In the same breath of reporting this weekend’s figures for WW1984, which now stands at $85M WW, Warners announced a threequel with Patty Jenkins writing and attached to direct, with Gal Gadot returning. No word on whether that will also be a simultaneous HBO Max and theatrical day and date release.
WW1984‘s opening bests the results of Croods: A New Age‘s $9.7M 3-day over Black Friday weekend, and Tenet‘s $9.3M 3-day over Labor Day weekend. Note that WW1984 had close to 40% of all theaters open, which repped 56% of its box office. This compared to Croods 2, which achieved its opening from 44% of all domestic theaters open, which repped 60% of the box office, versus Tenet, which had access to a marketplace where 55% of all theaters were open and repped 70% of the box office.

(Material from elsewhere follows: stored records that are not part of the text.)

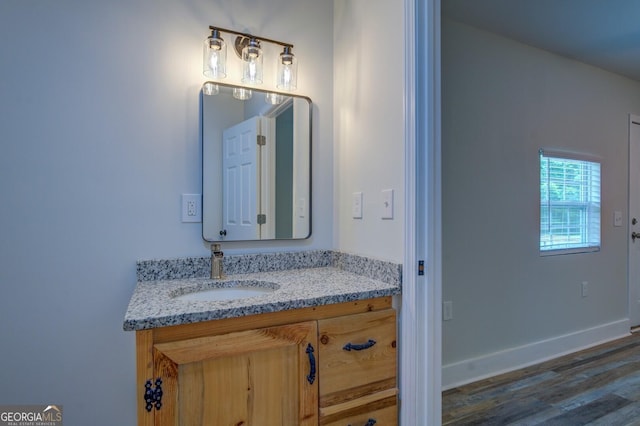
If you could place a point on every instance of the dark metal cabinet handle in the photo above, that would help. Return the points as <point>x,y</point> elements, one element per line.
<point>370,422</point>
<point>312,365</point>
<point>357,347</point>
<point>153,396</point>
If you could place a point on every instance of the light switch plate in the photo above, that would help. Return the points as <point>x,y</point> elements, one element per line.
<point>356,205</point>
<point>617,218</point>
<point>387,204</point>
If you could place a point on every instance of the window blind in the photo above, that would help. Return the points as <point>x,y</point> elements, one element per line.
<point>569,205</point>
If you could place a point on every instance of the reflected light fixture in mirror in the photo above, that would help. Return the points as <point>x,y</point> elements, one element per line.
<point>249,50</point>
<point>274,98</point>
<point>210,88</point>
<point>242,94</point>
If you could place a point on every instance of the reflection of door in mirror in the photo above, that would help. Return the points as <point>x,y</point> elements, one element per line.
<point>265,194</point>
<point>240,180</point>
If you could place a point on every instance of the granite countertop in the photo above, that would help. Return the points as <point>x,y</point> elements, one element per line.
<point>154,303</point>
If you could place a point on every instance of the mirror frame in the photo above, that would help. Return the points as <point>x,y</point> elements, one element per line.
<point>210,236</point>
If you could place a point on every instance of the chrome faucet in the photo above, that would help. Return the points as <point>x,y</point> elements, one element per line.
<point>217,258</point>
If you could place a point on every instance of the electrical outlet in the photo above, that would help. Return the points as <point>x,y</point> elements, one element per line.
<point>447,310</point>
<point>191,208</point>
<point>585,288</point>
<point>387,203</point>
<point>356,205</point>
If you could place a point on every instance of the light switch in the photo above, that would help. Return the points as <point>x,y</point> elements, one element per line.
<point>617,218</point>
<point>387,204</point>
<point>356,205</point>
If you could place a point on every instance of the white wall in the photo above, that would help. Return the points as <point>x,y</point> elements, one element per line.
<point>99,130</point>
<point>368,124</point>
<point>502,101</point>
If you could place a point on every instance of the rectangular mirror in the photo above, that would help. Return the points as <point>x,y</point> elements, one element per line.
<point>256,164</point>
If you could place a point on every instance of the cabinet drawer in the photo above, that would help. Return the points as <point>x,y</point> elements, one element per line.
<point>357,355</point>
<point>380,413</point>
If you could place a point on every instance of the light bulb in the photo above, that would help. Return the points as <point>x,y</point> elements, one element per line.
<point>252,63</point>
<point>214,56</point>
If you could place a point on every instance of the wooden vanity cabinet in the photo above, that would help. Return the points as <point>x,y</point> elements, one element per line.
<point>272,369</point>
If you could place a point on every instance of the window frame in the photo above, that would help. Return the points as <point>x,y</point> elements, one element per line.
<point>592,205</point>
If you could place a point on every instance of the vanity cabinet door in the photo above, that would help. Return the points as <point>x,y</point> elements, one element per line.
<point>257,377</point>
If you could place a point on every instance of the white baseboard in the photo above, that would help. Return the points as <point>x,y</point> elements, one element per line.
<point>474,369</point>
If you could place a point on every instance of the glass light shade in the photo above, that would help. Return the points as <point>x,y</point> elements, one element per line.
<point>274,98</point>
<point>214,56</point>
<point>242,94</point>
<point>252,63</point>
<point>210,89</point>
<point>287,70</point>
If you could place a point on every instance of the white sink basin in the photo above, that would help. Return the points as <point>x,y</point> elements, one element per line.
<point>233,291</point>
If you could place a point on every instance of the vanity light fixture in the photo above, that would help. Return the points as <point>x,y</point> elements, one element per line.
<point>287,70</point>
<point>214,56</point>
<point>274,98</point>
<point>252,62</point>
<point>249,50</point>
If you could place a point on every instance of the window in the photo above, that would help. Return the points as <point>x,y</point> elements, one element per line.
<point>569,204</point>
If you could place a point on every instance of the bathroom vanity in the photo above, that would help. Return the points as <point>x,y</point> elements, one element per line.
<point>317,348</point>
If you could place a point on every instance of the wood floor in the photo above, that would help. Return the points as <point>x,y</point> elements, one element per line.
<point>598,386</point>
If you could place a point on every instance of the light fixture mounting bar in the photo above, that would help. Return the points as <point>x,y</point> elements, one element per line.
<point>250,36</point>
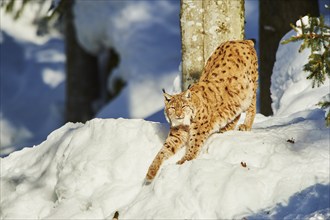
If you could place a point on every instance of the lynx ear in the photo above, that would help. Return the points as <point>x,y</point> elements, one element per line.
<point>167,96</point>
<point>187,94</point>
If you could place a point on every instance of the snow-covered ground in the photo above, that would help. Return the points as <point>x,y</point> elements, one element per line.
<point>279,170</point>
<point>32,66</point>
<point>88,171</point>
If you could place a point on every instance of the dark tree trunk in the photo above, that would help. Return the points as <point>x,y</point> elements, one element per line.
<point>83,86</point>
<point>274,20</point>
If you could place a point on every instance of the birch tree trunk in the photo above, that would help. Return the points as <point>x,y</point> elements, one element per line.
<point>275,17</point>
<point>204,25</point>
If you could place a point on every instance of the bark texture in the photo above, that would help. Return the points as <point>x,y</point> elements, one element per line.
<point>274,22</point>
<point>204,25</point>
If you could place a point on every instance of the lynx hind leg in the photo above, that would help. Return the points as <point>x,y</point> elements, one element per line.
<point>230,126</point>
<point>195,143</point>
<point>250,114</point>
<point>176,139</point>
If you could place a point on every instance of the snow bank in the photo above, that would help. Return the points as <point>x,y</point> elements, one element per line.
<point>290,90</point>
<point>146,35</point>
<point>91,170</point>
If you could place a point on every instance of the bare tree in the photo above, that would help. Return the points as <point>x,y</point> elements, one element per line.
<point>204,25</point>
<point>82,83</point>
<point>274,22</point>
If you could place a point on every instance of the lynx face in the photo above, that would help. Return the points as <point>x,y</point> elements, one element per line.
<point>179,108</point>
<point>227,87</point>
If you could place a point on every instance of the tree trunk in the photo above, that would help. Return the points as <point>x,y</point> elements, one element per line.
<point>82,82</point>
<point>204,25</point>
<point>274,20</point>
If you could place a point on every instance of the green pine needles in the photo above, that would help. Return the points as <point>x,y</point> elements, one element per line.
<point>316,36</point>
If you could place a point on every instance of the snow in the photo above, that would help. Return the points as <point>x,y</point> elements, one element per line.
<point>291,91</point>
<point>92,170</point>
<point>146,35</point>
<point>279,170</point>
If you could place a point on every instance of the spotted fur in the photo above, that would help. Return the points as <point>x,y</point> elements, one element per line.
<point>227,87</point>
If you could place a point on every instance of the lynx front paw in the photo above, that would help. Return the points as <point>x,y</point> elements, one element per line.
<point>150,175</point>
<point>243,127</point>
<point>181,161</point>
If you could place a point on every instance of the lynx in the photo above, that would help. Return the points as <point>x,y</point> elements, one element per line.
<point>227,87</point>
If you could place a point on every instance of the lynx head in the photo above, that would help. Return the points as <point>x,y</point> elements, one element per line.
<point>179,108</point>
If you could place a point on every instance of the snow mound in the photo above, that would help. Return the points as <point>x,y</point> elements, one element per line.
<point>91,170</point>
<point>291,91</point>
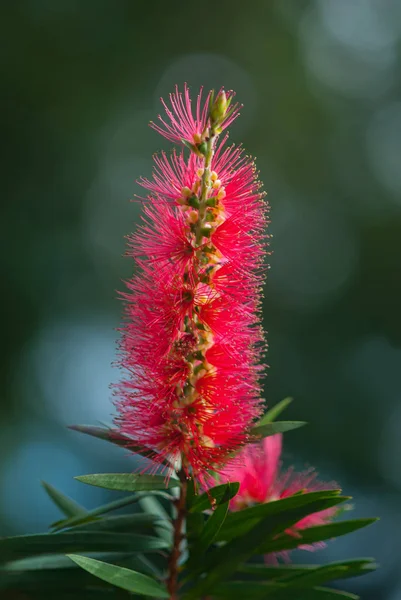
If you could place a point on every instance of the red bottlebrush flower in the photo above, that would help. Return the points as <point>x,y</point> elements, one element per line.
<point>257,469</point>
<point>183,125</point>
<point>192,342</point>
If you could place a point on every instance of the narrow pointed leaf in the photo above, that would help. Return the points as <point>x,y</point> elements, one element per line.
<point>225,560</point>
<point>244,519</point>
<point>96,512</point>
<point>164,528</point>
<point>121,577</point>
<point>138,522</point>
<point>115,437</point>
<point>261,431</point>
<point>215,496</point>
<point>211,528</point>
<point>14,548</point>
<point>128,482</point>
<point>274,412</point>
<point>69,507</point>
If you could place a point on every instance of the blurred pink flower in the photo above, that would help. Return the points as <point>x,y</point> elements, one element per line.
<point>258,470</point>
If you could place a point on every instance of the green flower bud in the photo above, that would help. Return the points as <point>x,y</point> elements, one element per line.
<point>219,108</point>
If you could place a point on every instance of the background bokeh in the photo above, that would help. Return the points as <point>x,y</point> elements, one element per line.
<point>320,81</point>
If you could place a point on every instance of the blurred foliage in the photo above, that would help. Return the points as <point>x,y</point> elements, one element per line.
<point>320,82</point>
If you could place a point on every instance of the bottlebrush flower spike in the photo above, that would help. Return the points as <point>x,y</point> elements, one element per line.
<point>257,469</point>
<point>192,342</point>
<point>184,127</point>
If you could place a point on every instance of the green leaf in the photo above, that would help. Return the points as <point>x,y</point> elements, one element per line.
<point>128,482</point>
<point>115,437</point>
<point>330,572</point>
<point>214,495</point>
<point>138,522</point>
<point>311,535</point>
<point>268,429</point>
<point>274,412</point>
<point>211,528</point>
<point>164,528</point>
<point>68,507</point>
<point>121,577</point>
<point>93,514</point>
<point>243,520</point>
<point>225,560</point>
<point>14,548</point>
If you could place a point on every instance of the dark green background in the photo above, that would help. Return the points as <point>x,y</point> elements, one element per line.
<point>320,82</point>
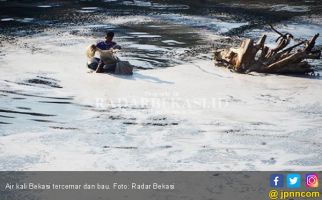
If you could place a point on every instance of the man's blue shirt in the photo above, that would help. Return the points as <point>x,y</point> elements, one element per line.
<point>105,45</point>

In regards to the holiday weekend’s other opening titles, Universal’s Tom Hanks western News of the World and Focus Features’ Promising Young Woman, they respectively earned $2.4M and $680K in spots 2 and 5. Uni also owned the No. 3 title, DreamWorks Animation’s The Croods: A New Age, which brought in $1.7M in weekend 5 for a running $30.3M domestic total.
Roadside Attraction’s Pinocchio at 764 theaters debuted to $274,6K. Again, these aren’t the types of figures we’re used to for a Christmas holiday weekend, a week that’s typically one of the more lucrative ones of the year.
WW1984, News of the World and Promising Young Woman all earned B+ in terms of their CinemaScores. The first Wonder Woman earned an A back in 2017, but that was when more cities were available for polling.
Make no mistake, though, for a $200M planned DC event feature, which began its promotional drumroll all the way back at San Diego Comic-Con 2018 when director Patty Jenkins and stars Gal Gadot and Chris Pine dropped footage after three-and-half weeks of production, this weekend’s box office result of Wonder Woman 1984 is a disaster by normal pre-pandemic marketplace standards. The question is whether Warner Bros. should have simply waited to release this event pic until later in the year, when the entire exhibition infrastructure is presumably back on track and the pandemic, as we’re expecting, will be restrained.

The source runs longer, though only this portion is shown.